We were the talk of the lunch table.

Now that I’ve worked in L.A. for a while, you might think that celebrity sightings get old. After all, this isn’t my first famous-person rodeo. But it still takes all of my twenty-something willpower not to freak out or go for a stealth picture. I know it’s not Hollywood professional, but I still haven’t quite shaken the fan-girl in me.

And on top of it, so much more than the sighting is the story. It’s not just that I saw Lance Bass from N*Sync, it’s that I got to ask him what he thought of the new Justin Timberlake album. Again, of course, with this record-high level of forced casualness.

A friend of mine was telling me the other day about the time she saw Jennifer Lawrence. Standing in the midst of a huge crowd all shoving and straining to see her go by, my friend thought back to the reasons why people love Ms. Lawrence.

“She’s so down to earth! I feel like we could be best friends!”

And yet, my friend concluded, none of us ever will be.

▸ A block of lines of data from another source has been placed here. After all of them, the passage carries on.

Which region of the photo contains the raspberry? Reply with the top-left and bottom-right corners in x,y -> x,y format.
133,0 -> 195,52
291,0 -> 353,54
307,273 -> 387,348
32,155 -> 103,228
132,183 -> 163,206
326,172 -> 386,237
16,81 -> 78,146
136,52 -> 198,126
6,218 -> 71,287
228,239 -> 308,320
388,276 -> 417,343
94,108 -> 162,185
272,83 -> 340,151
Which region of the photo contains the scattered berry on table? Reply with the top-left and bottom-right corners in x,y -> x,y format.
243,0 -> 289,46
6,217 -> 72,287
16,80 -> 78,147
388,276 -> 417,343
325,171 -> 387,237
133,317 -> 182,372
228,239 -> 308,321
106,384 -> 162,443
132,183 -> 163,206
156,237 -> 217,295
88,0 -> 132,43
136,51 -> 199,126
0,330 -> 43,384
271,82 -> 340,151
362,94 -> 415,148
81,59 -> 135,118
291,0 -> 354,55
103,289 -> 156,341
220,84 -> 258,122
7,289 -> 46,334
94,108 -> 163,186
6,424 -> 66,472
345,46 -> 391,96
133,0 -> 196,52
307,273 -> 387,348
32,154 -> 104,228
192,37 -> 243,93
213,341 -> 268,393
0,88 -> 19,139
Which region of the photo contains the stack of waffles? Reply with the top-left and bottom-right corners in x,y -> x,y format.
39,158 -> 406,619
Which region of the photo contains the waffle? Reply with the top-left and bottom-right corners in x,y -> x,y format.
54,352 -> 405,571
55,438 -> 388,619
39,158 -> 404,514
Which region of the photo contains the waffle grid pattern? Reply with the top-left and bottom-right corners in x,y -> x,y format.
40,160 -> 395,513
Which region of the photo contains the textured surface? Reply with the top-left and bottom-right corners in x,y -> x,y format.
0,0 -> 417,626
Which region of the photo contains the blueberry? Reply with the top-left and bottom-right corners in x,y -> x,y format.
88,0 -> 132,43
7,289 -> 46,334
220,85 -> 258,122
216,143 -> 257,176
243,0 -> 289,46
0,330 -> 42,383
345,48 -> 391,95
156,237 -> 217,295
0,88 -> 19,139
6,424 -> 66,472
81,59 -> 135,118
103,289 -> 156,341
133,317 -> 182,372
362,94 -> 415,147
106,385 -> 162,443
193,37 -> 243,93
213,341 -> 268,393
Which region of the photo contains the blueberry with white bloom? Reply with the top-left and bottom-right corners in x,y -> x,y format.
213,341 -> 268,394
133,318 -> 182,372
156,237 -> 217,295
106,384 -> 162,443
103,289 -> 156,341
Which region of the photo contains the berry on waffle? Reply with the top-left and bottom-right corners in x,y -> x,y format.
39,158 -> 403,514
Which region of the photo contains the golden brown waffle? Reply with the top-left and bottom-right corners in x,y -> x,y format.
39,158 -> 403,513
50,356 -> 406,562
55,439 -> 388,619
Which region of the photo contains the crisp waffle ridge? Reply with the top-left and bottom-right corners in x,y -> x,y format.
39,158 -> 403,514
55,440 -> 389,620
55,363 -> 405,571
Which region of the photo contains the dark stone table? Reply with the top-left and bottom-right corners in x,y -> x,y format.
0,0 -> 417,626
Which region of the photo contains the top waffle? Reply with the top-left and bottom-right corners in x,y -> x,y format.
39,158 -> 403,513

Which is the thing about celebrity worship. We try so hard to be close just to be able to act like we know Han Solo any better than the next guy. We memorize trivia and analyze hairstyles. We wait uncomfortably for hours just to maybe catch a glimpse or a Marcus Mumford guitar pick. Just to have that story.

20 Just then a woman who had been subject to bleeding for twelve years came up behind him and touched the edge of his cloak. 21 She said to herself, “If I only touch his cloak, I will be healed.”
22 Jesus turned and saw her. “Take heart, daughter,” he said, “your faith has healed you.”And the woman was healed at that moment. (Matt. 9:20-22 NIV)

Matthew tells about a celebrity sighting that was worth way more than a Facebook photo. A lifetime of pain, gone.

What a story.

How great that there’s a Famous One who isn’t only found on Rodeo Drive wearing concealing Ray-Bans, but who can be found by anyone who seeks. We won’t even be a bother to him if we interrupt. He likes it.

And we have no reason to be nervous to come near him. We already have his autograph on our hearts. And he’s shown us, by just how “down to earth” he became, that he really could be our best friend.

We can awkward-gallop towards the throne of grace with confidence—heedless of those intimidating angel bodyguards—and tell the biggest celebrity of all time,

“Hey, I’m a big fan of your work.”

And the crazy details of our run-in with him will be a story we tell forever.